Die Demonstration in der Straße vor dem Hotel eskalierte schließlich in der Weise, dass einige Demonstranten Fenster und Türen im Erdgeschoss des Gebäudes mit Steinen und Schneebällen bewarfen und mit Schlagwerkzeugen einzuschlagen begannen, woraufhin einige Dutzend völkische Aktivisten, darunter zahlreiche Angehörige der nationalsozialistischen SA, sich aus der Menge vor dem Hotel lösten und in das Hotel eindrangen.

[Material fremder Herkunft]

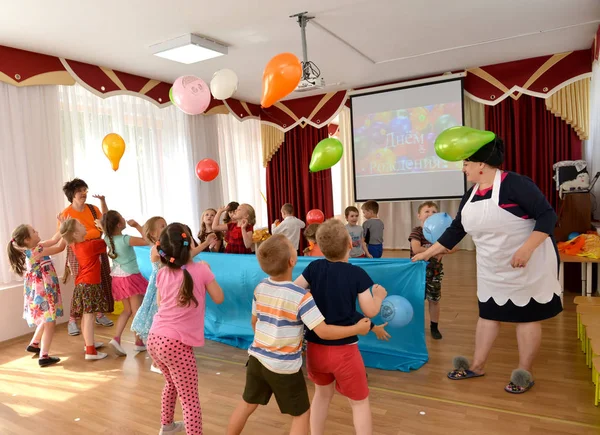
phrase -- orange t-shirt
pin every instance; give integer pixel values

Ihr Ziel war es, die Franzosen und Belgier zu suchen und gefangen zu nehmen. Da die deutschen Behörden diese bereits einige Stunden zuvor in der Voraussicht, dass es aufgrund der französischen Ruhrgebietsbesetzung zu Übergriffen gegen die in München anwesenden Kommissionsangehörigen kommen könnte, aus dem Gebäude in andere Quartiere geschafft hatten, trafen die Eindringlinge keine französischen und belgischen Militärpersonen im Hotel Grünwald mehr an. Sie richteten aber schwere Verwüstungen und Zerstörungen in dem Gebäude an. Der Wert der angerichteten Schäden wurde später auf 6,5 Millionen RM geschätzt. In den Folgetagen berichteten die meisten Zeitungen in Deutschland über den Zwischenfall. Auch im Reichstag wurde dieser thematisiert.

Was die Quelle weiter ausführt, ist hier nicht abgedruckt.